The “which ” values we can use are:
- r: The read permission.
- w: The write permission.
- x: The execute permission.
Setting And Modifying Permissions
Let’s say we have a file where everyone has full permissions on it.
ls -l new_ file.txt
We want the user dave to have read and write permissions and the group and other users to have read permissions only. We can do using the following command:
chmod u=rw,og=r new_file.txt
Using the “=” operator means we wipe out any existing permissions and then set the ones specified.
let’s check the new permission on this file:
ls -l new_file.txt
The existing permissions have been removed, and the new permissions have been set, as we expected.
How about adding a permission without removing the existing permissions settings? We can do that easily too.
Let’s say we have a script file that we have finished editing. We need to make it executable for all users. Its current permissions look like this:
ls -l new_script.sh
We can add the execute permission for everyone with the following command:
chmod a+x new_script.sh
If we take a look at the permissions, we’ll see that the execute permission is now granted to everyone, and the existing permissions are still in place.
ls -l new_script.sh
We could have achieved the same thing without the “a” in the “a+x” statement. The following command would have worked just as well.
chmod +x new_script.sh
Setting Permissions for Multiple Files
We can apply permissions to multiple files all at once.

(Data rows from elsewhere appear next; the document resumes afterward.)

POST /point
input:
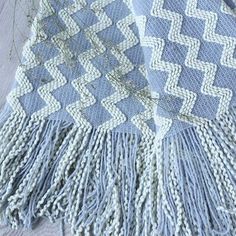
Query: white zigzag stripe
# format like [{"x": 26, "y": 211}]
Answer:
[
  {"x": 191, "y": 61},
  {"x": 117, "y": 73},
  {"x": 38, "y": 35},
  {"x": 51, "y": 65},
  {"x": 173, "y": 70},
  {"x": 140, "y": 119},
  {"x": 174, "y": 35},
  {"x": 211, "y": 18},
  {"x": 156, "y": 63},
  {"x": 92, "y": 73},
  {"x": 207, "y": 87},
  {"x": 227, "y": 10}
]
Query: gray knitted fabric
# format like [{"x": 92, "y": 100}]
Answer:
[{"x": 122, "y": 119}]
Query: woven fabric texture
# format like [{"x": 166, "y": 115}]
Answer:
[{"x": 122, "y": 119}]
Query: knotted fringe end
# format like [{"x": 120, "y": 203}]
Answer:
[
  {"x": 111, "y": 183},
  {"x": 88, "y": 177},
  {"x": 196, "y": 181}
]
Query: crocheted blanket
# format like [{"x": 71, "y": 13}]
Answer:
[{"x": 122, "y": 119}]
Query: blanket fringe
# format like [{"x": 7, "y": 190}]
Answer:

These are the files in the current directory:
Let’s say we want to remove the read permissions for the “other” users from files that have a “.page” extension. We can do this with the following command:
chmod o-r *.page
Let’s check what effect that has had:
As we can see, the read permission has been removed from the “.page” files for the “other” category of users. No other files have been affected.

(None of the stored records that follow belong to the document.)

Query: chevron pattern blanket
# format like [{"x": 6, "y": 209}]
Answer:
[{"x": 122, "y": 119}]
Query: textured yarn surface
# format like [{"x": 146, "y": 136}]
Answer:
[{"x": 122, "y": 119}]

If we had wanted to include files in subdirectories, we could have used the
-R (recursive) option.
chmod -R o-r *.page
Another way to use
chmod is to provide the permissions you wish to give to the owner, group, and others as a three-digit number. The leftmost digit represents the permissions for the owner. The middle digit represents the permissions for the group members. The rightmost digit represents the permissions for the others.
The digits you can use and what they represent are listed here:
- 0: (000) No permission.
- 1: (001) Execute permission.
- 2: (010) Write permission.
- 3: (011) Write and execute permissions.
- 4: (100) Read permission.
- 5: (101) Read and execute permissions.
- 6: (110) Read and write permissions.
- 7: (111) Read, write, and execute permissions.
Each of the three permissions is represented by one of the bits in the binary equivalent of the decimal number. So 5, which is 101 in binary, means read and execute. 2, which is 010 in binary, would mean the write permission.
Using this method, you set the permissions that you wish to have; you do not add these permissions to the existing permissions. So if read and write permissions were already in place you would have to use 7 (111) to add execute permissions. Using 1 (001) would remove the read and write permissions and add the execute permission.
Let’s add the read permission back on the “.page” files for the others category of users. We must set the user and group permissions as well, so we need to set them to what they are already. These users already have read and write permissions, which is 6 (110). We want the “others” to have read and permissions, so they need to be set to 4 (100).
The following command will accomplish this:
chmod 664 *.page
This sets the permissions we require for the user, group members, and others to what we require. The users and group members have their permissions reset to what they already were, and the others have the read permission restored.
If you read the man page for
chmod you’ll see there are some advanced options related to the SETUID and SETGID bits, and to the restricted deletion or “sticky” bit.
For 99% of the cases you’ll need
chmod for, the options described here will have you covered.